I’m not aware of any competitors to SPDY that is deployed or used to any particular and notable extent on the public internet so therefore no other ”HTTP/2.0 protocol” has been considered by us. The two biggest protocol details people will keep mention that speak against SPDY is SSL and the compression requirements, yet I like both of them. I intend to continue to participate in dicussions and technical arguments on the ietf-http-wg mailing list on HTTP details for as long as I have time and energy.

HTTP AUTH

curl currently supports Basic, Digest, NTLM and Negotiate for both host and proxy.

Similar to the HTTP protocol, we intend to support any widely adopted authentication protocols.
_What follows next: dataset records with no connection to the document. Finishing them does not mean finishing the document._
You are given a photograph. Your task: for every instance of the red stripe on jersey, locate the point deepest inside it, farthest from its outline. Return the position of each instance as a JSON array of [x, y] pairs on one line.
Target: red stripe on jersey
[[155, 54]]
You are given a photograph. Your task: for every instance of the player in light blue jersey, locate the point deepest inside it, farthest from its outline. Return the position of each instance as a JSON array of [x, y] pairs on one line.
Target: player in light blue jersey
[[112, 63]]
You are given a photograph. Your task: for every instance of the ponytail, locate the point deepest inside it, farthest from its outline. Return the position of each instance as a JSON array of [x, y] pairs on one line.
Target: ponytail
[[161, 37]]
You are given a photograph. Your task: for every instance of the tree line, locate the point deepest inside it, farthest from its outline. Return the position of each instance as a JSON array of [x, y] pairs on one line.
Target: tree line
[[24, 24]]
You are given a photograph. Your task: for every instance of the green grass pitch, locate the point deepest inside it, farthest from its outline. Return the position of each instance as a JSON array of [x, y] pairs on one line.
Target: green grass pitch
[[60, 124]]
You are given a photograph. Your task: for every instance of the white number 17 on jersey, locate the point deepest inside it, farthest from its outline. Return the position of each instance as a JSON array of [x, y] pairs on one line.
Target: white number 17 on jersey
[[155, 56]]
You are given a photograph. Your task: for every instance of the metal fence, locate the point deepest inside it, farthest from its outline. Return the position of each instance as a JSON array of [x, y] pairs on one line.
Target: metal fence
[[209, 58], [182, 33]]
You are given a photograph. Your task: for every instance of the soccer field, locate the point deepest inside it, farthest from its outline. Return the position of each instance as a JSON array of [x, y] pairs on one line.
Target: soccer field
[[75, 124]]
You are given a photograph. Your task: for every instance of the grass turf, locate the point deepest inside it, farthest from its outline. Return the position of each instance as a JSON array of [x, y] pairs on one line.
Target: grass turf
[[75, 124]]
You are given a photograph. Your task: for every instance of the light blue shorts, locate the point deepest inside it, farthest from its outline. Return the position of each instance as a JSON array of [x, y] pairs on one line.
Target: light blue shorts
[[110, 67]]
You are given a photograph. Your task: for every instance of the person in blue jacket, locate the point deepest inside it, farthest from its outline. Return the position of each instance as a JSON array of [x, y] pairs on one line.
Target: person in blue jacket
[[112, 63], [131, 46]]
The HOBA, SCRAM and Mutual auth suggestions all seem perfectly doable and fine in my perspective.

However, if there’s no proper logout mechanism provided for HTTP auth I don’t forsee any particular desire from browser vendor or web site creators to use any of these just like they don’t use the older ones either to any significant extent. And for automatic (non-browser) uses only, I’m not sure there’s motivation enough to add new auth protocols to HTTP as at least historically we seem to rarely be able to pull anything through that isn’t pushed for by at least one of the major browsers.

The “updated HTTP auth” work should be kept outside of the HTTP/2.0 work as far as possible and similar to how RFC2617 is separate from RFC2616 it should be this time around too. The auth mechnism should not be too tightly knit to the HTTP protocol.

The day we can clense connection-oriented authentications like NTLM from the HTTP world will be a happy day, as it’s state awareness is a pain to deal with in a generic HTTP library and code.